Une belle prouesse qui peut encore être améliorée en raffinant la source principale d'erreur dans cette méthode, qui est le SBCR. Les auteurs de l'étude estiment même pouvoir atteindre à terme une précision de l'ordre de 1% sur la distance du LMC, ce qui est rien de moins que la précision attendue du satellite de haute performance Gaïa qui devrait fournir ces données astrométriques dans une dizaine d'années...

source :
An eclipsing-binary distance to the Large Magellanic Cloud accurate to two per cent
G. Pietrzynski et al.
Nature 495, 76–79 (07 March 2013)

3 commentaires :

Alain a dit…

Bonjour,

Ce blog en français, que je ne connaissais pas, je suis tombé dessus par hasard en faisant une recherche sur Internet, est très intéressant.

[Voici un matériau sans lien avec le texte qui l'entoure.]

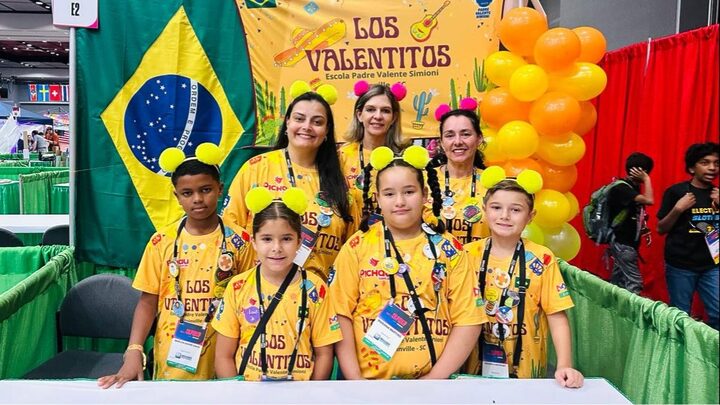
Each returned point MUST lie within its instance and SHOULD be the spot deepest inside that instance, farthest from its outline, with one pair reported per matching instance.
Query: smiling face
(400, 198)
(459, 139)
(307, 125)
(507, 213)
(376, 116)
(276, 244)
(198, 195)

Pour en revenir au sujet, quelle est la valeur de H0 qu'ils ont déduite, et est-elle compatible avec les derniers résultats de Planck, qui donnait une valeur plus faible que celles estimées auparavant, vers 67 km/s/Mpc, si je me souviens bien ?

Alain a dit…

Je réponds ) moi-même, ils n'ont pas été jusqu'au calcul de H0, ils semblent se concentrer sur l'amélioration de la précision de leur mesure. On peut lire un preprint là :
http://www.eso.org/public/archives/releases/sciencepapers/eso1311/eso1311a.pdf

Dr Eric Simon a dit…

Merci pour vos remarques, votre question, et votre réponse! En effet, les auteurs de l'article de Nature que je mentionne ne calculent que le gain sur l'incertitude de H0 qui peut être obtenu grâce à la plus grande précision qu'ils obtiennent sur la distance des Céphéides du LMC.